Current tcp-wrappers builds (7.6-r4 and -r5 at least) always apply a patch for ipv6 support. The USE flag for ipv6 is not checked to see whether ipv6 support is actually desired. This would not actually be a big problem, but the current patch breaks access control when hostnames (or domains) are used and there is no ipv6 networking support used. ipv4 network specifications work fine.
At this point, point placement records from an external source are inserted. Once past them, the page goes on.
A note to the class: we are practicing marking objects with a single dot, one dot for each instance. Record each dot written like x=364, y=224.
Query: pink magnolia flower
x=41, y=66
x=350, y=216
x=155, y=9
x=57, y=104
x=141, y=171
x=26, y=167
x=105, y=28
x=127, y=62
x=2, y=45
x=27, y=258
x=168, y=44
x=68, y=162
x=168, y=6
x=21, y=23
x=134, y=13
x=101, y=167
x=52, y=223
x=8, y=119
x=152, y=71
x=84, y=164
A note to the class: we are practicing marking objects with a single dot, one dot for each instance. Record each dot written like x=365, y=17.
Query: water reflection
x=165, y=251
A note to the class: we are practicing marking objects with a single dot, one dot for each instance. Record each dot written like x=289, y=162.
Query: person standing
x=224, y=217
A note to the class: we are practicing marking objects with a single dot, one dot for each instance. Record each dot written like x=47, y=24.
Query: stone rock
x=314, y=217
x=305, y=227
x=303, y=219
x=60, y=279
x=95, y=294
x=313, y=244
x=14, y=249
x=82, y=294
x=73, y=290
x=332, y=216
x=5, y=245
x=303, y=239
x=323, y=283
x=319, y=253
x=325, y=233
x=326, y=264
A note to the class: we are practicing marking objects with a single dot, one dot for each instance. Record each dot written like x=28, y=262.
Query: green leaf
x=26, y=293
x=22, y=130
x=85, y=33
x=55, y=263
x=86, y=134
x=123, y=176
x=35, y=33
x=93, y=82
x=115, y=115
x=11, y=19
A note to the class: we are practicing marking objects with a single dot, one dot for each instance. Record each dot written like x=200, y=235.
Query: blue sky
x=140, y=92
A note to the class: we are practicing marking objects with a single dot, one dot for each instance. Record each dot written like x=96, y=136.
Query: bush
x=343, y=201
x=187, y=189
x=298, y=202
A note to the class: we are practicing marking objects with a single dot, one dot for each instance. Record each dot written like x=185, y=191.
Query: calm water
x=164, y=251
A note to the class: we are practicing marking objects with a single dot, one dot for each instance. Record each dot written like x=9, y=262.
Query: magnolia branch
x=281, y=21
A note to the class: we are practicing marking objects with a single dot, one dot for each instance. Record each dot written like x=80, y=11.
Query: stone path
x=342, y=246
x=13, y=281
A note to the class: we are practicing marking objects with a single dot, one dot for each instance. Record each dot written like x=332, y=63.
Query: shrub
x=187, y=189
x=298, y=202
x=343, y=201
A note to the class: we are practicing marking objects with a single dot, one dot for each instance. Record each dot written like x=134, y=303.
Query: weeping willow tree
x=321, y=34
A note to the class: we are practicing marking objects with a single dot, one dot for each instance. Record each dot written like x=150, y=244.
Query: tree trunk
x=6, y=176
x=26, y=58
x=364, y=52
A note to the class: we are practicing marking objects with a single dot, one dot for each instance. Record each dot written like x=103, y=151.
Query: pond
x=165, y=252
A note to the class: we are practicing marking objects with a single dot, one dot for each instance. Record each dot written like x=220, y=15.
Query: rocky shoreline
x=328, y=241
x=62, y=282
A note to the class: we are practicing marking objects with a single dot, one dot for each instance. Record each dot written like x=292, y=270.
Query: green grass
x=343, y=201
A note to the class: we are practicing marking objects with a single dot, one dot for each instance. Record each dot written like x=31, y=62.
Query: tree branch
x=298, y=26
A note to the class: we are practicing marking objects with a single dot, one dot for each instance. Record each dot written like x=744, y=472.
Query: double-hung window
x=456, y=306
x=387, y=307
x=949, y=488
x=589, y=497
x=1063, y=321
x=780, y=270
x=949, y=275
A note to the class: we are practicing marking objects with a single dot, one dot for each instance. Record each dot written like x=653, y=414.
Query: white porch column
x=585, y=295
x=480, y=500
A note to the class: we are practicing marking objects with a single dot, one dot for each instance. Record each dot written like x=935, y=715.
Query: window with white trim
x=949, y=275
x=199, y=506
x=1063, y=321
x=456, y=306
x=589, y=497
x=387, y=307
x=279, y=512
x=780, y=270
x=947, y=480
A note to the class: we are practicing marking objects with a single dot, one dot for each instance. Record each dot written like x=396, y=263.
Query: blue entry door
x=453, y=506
Example: /etc/hosts.allow: ALL: LOCAL sshd: kenny.terry.uga.edu /etc/hosts.deny: ALL: ALL # tcpdmatch -i /dev/null sshd kenny.terry.uga.edu warning: sshd: no such process name in /dev/null warning: host name/address mismatch: ::ffff:128.192.28.8 != kenny.terry.uga.edu client: hostname paranoid client: address ::ffff:128.192.28.8 server: process sshd matched: /etc/hosts.deny line 1 access: denied warning: host address 80c0:1c08:6b65:6e6e:792e:7465:7272:792e->name lookup failed client: address 80c0:1c08:6b65:6e6e:792e:7465:7272:792e server: process sshd matched: /etc/hosts.deny line 1 access: denied It appears that it checks ipv6 DNS records, and doesn't bother to fall back to ipv4 if they aren't present. (Yes, the forward and reverse match in ipv4 in this case.) The ipv6 patch either needs to be updated to do the correct sequence of DNS lookups, or there needs to be an option to avoid including it (the current default USE flags would exclude the patch).
Yay or nay?
This is still a real bug that is easily duplicated. If you don't have ipv6 support, tcp-wrappers are BROKEN when using domain names in /etc/hosts.{allow,deny}
This should be fixed in tcp-wrappers-7.6-r6. If not, please reopen this bug.
-r6 does seem to fix it, thanks. I hope this is marked stable soon.